Here’s a quick reference for organizing clothes based on size:
- Category 1: Sizes Newborn, 0-3 months, 3 months
- Category 2: Sizes 3-6 months, 6 months
- Category 3: Sizes 6-9 months, 6-12 months, 9 months, 9-12 months, 12 months (these sizes all tend to be very similar)
- Category 4: Sizes 12-18 months, 18 months
- Category 5: Sizes 18-24 months, 24 months, 2T
Think About Seasons
If you’re having a summer baby and someone gifts you a bunch of winter clothes sized for a three-month-old, the chances are that your baby will be too big by then (since this size typically fits babies up to three months old).

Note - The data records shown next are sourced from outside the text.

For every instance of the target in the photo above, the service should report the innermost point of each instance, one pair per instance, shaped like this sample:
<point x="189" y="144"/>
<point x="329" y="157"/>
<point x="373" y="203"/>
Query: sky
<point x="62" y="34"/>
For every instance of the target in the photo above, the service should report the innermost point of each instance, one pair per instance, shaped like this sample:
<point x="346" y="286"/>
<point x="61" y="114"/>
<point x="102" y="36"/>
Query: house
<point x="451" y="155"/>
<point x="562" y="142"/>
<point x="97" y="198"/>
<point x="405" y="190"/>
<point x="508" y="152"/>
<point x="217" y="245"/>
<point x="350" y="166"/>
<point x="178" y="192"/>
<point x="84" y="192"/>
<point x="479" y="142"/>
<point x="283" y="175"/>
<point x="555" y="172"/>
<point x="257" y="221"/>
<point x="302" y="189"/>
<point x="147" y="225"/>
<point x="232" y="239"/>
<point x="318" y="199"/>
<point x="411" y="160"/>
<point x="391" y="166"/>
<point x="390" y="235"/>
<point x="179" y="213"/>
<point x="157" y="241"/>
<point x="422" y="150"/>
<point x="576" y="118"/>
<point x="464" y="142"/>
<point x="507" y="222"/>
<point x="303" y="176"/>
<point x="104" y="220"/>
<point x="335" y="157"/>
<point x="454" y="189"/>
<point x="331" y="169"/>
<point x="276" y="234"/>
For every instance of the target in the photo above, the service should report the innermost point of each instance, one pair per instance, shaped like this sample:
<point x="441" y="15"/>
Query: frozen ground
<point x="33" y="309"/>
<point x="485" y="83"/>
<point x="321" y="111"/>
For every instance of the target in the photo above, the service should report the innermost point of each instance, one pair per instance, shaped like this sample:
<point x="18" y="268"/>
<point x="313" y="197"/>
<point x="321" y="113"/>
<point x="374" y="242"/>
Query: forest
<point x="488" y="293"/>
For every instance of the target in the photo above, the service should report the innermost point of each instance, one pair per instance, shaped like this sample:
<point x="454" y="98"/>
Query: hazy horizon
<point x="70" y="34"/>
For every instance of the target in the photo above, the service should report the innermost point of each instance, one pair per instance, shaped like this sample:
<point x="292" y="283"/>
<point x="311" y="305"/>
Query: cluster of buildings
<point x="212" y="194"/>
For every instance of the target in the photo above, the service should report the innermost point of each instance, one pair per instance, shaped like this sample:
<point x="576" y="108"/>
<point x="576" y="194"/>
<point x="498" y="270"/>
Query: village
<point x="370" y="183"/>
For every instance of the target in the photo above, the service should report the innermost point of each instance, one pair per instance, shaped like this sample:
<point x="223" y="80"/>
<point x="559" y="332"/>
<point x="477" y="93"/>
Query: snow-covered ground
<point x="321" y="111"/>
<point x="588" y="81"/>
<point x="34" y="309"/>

Hang on to them just in case, but be prepared to return them (and use the funds to buy appropriately sized winter clothes).
You can also divide items by season. For example, put all swimsuits in one storage bin, with fleece layers going in another container—regardless of size. That way, when summer hits, you can pull out the summer bin and see which swimsuit fits. One might fit at the start of summer, and another might fit better by the end of summer.
Using Storage Bins
Your baby will outgrow clothes very quickly in the early months. If you’re done having babies, then set up a donation bin in the closet to toss the outgrown clothes. If you’re considering future kids, you can have a dedicated “too small” bin, sorting items into permanent storage bins when it’s full. Also, include a “too big” bin or hamper for clothes that are in your child’s current age range, but tend to run big.
We recommend labeling bins with reusable labels and chalkboard markers—this way you can change descriptions quickly. Avoid storing empty containers. For example, if your baby is now wearing size 12-18 month clothes, fill up that bin with the previous size.
Underbed storage bags are a great way to save on space. Use ones with a clear plastic top so you can easily recognize what’s inside. This is perfect if you receive a lot of hand-me-downs from an older relative or friend, such as an entire 3T wardrobe.
Consider painting your baby’s dresser with chalkboard paint so you can easily label what’s inside each drawer (this will also help babysitters find outfits).
Use drawer dividers and baskets to keep clothes from tangling together. Here are our recommended categories:
- Short-sleeve onesies/shirts
- Long-sleeve onesies/shirts
You can also dedicate one dresser drawer to the next size or season, so those clothes are ready to go when your baby hits that next growth spurt (it happens way faster than you’d think!).
Keeping on top of your baby’s extensive wardrobe will make life easier once the baby arrives. Remember to save those gift receipts since babies outgrow those early outfits fast. And definitely ask for clothes in older sizes, such as 18 months and 2T. Often friends and relatives don’t think of these sizes when shopping for a baby shower, but they are just as crucial as the itty bitty baby outfits.